Wednesday, January 28, 2009

The cutting edge of VM design

The Java Virtual Machine generally stands out as the state-of-the-art, loaded with all sorts of crazy optimization tricks it would make your head spin. For this reason many languages (including brand new languages) are targeting it as their runtime, as opposed to writing their own virtual machine which I guess some people still like to do. However, I think the route the JVM has taken is one which will gradually wane in popularity as programmers begin to face a future with dozens if not hundreds of CPU cores at their disposal.
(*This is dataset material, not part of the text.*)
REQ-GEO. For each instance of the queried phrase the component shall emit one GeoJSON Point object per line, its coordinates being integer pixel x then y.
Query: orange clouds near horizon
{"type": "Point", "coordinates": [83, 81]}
Designers of virtual machines will begin to undergo a realization which is already upon the designers of computer processors: focus less on doing one thing quickly and focus more on being good at doing many things at once. This is why I do not believe the state of the art in virtual machine lies in things like the JVM. Rather, I see the Erlang virtual machine as being the state of the art. Java simply was not designed for this future:

Image stolen from Ulf Wiger who took it from Joe Armstrong who borrowed it from Erik Hagersten

At first glance it may be difficult to appreciate what makes the Erlang VM interesting. Soft realtime garbage collection is nice but the JVM has hard realtime garbage collection. Erlang's JIT is comparatively slow at things like numerical computing and can't inline across modules the way HotSpot can inline methods across classes. It's a notoriously difficult beast for inexperienced system administrators who may see it start gobbling up CPU and RAM for no apparent reason, and the only way to probe what's doing is to get onto its shell and enter a bunch of commands in an esoteric functional language, horrors!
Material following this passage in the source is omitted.